9M18 core PATAMI of RM69.0m came in above our/consensus expectations at 120%/125% of full-year estimates due to higherthan-expected sales and margin. Correspondingly, we upgrade our FY18-19E core PATAMI by 34-31%. However, we keep our TP unchanged at RM2.30 as we switch to PER valuation (from PBV valuation) to reflect the strong turnaround in profitability. Our current TP is based on 17x FY19E EPS, at its 5-year historical mean PER (from 0.5x FY19E BVPS). Reiterate OUTPERFORM.
9M18 above expectations. 9M18 core PATAMI of RM69.0m (compared to core losses of RM69.2m in 9M17) came in above our/consensus expectations at 120%/125% of full-year estimates due to higher-thanexpected sales and stronger-than-expected margin. This marks the highest YTD and single quarter earnings since 2014. No dividend was declared for the quarter as expected. The group typically paid its dividends in 2Q and 4Q.
YoY, 9M18 revenue surged 13% despite flat growth in Nissan vehicles sales at 20,773 units, as per MAA statistics, which was attributed to its favourable sales mix as TCHONG is focusing more on higher margin models (higher sales price tag) of its popular MPV (outgoing and all-new Nissan Serena), sports utility vehicle (Nissan X-Trail) and pick-up truck (Nissan Navara). Coupled with the stronger financial services segment EBIT contribution (+14%) and further supported by the favourable MYR against USD exposure, the group posted core PATAMI of RM69.0m compared to core losses of RM69.2m in 9M17.
QoQ, 3Q18 revenue surged 44% in line with Nissan vehicles sales increasing to 8,807 units (+32%), as per MAA statistics, mainly from the zero-rated tax holiday (June-Sept 2018) and supported by the sales of high margin models, especially all-new Nissan Serena S-Hybrid. Coupled with the lower effective tax rate of 33.4% (2Q18: 60.2%), the group registered higher core PATAMI of RM33.1m (+64%).

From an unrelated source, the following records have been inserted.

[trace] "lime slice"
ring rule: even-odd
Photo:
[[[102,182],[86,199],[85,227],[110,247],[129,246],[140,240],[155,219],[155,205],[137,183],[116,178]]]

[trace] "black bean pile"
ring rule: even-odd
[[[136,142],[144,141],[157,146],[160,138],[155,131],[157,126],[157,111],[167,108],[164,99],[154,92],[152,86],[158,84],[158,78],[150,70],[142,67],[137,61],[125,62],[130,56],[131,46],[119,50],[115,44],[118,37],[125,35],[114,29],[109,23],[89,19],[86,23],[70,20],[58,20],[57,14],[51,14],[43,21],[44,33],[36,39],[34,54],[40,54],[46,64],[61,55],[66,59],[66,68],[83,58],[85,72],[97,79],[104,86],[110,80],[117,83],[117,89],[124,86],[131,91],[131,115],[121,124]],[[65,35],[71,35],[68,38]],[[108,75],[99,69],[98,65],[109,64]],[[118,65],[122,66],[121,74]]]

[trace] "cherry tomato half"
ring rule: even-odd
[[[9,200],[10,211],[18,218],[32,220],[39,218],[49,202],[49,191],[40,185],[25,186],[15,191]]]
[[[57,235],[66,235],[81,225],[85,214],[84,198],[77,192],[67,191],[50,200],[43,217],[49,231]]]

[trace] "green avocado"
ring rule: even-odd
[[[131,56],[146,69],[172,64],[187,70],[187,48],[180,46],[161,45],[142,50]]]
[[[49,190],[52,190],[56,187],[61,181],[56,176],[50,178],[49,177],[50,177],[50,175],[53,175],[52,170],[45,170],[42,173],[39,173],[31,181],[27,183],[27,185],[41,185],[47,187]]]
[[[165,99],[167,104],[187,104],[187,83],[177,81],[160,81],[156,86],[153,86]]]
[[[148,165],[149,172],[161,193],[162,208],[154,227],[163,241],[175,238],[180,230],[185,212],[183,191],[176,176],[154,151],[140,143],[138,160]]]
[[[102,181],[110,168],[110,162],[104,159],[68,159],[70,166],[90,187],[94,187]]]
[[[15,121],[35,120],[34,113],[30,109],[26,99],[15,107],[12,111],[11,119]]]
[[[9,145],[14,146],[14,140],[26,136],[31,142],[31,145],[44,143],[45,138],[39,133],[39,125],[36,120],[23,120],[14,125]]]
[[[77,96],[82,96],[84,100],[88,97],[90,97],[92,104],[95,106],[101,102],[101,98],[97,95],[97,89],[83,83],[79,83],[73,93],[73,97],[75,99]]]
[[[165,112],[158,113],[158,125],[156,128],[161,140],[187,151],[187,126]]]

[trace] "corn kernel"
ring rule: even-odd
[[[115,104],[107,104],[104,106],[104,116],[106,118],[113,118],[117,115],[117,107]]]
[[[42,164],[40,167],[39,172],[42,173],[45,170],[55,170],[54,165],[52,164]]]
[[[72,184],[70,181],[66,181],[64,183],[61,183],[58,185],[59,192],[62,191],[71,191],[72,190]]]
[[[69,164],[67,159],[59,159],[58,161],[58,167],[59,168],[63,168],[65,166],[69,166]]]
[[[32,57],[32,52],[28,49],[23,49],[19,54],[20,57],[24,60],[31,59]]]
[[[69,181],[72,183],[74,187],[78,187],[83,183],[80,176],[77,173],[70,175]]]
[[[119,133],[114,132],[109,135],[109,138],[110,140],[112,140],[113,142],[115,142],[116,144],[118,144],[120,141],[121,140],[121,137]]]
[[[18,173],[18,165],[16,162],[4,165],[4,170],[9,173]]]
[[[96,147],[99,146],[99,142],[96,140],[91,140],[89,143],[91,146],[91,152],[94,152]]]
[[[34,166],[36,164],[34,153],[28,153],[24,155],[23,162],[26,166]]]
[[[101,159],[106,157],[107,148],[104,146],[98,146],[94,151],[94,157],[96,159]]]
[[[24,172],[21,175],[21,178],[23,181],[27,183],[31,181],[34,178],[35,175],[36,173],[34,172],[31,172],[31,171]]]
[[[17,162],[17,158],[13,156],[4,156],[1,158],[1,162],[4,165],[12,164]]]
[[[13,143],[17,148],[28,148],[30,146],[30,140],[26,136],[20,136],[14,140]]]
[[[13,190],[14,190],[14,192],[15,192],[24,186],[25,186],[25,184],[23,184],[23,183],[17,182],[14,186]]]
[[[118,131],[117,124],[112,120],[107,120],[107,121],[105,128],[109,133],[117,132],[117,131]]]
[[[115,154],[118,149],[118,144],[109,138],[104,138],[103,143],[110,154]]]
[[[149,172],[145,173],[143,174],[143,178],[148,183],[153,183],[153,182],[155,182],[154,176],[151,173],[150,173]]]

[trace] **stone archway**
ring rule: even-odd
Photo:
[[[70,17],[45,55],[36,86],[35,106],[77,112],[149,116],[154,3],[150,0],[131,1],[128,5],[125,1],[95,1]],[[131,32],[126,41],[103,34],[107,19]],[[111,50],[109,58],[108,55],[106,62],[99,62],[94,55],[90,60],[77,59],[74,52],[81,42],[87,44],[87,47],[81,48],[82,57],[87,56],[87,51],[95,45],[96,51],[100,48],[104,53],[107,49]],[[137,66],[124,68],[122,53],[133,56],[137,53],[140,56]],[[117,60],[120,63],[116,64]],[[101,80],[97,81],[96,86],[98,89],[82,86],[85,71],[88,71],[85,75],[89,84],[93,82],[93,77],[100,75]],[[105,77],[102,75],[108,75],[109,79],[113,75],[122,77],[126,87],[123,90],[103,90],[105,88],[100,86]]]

Outlook. TCHONG has shifted its strategy from volume-play to margin- play as it is focusing more on product mix skewed towards higher-margin models, thus, car sales volume will only be able to register low single-digit growth as traditionally, the out-going Nissan Almera contributed 30% of its total car sales. Nevertheless, the launch of the all-new 2018 Nissan Serena S-Hybrid, is expected to sustain its car sales volume. For 2019, TCHONG will be launching all-new 2nd-generation electric vehicles, Nissan Leaf in mid-2019, which is currently being exclusively previewed at Kuala Lumpur International Motor Show (KLIMS 2018). Moving forward, the group is expanding its Indochina operations given the larger market volume, and improving its profitability with margin expansion from the high-margin car models.
Upgrade FY18E/FY19E core PATAMI by 34%/31%. We upgrade our FY18E/FY19E core PATAMI by 34%/31%, respectively, to reflect higher- than-expected sales and stronger-than-expected margin.
Maintain OUTPERFORM with an unchanged TP of RM2.30 as we change our valuation method to PER valuation from PBV valuation for a better comparison within the Automotive space and to reflect the strong turnaround in profitability. Our current TP is based on 17x FY19E EPS, which is at its 5-year historical mean PER (from 0.5x FY19E BVPS at its 3-year historical forward mean).
We like the stock for its: (i) strong turnaround in earnings after two consecutive years of losses with focus on high-margin vehicles, and (ii) expected expansion of its Indochina operations for larger market share volume. Risks to our call include: (i) lower-than-expected car sales volume and margin, and (ii) unfavourable forex.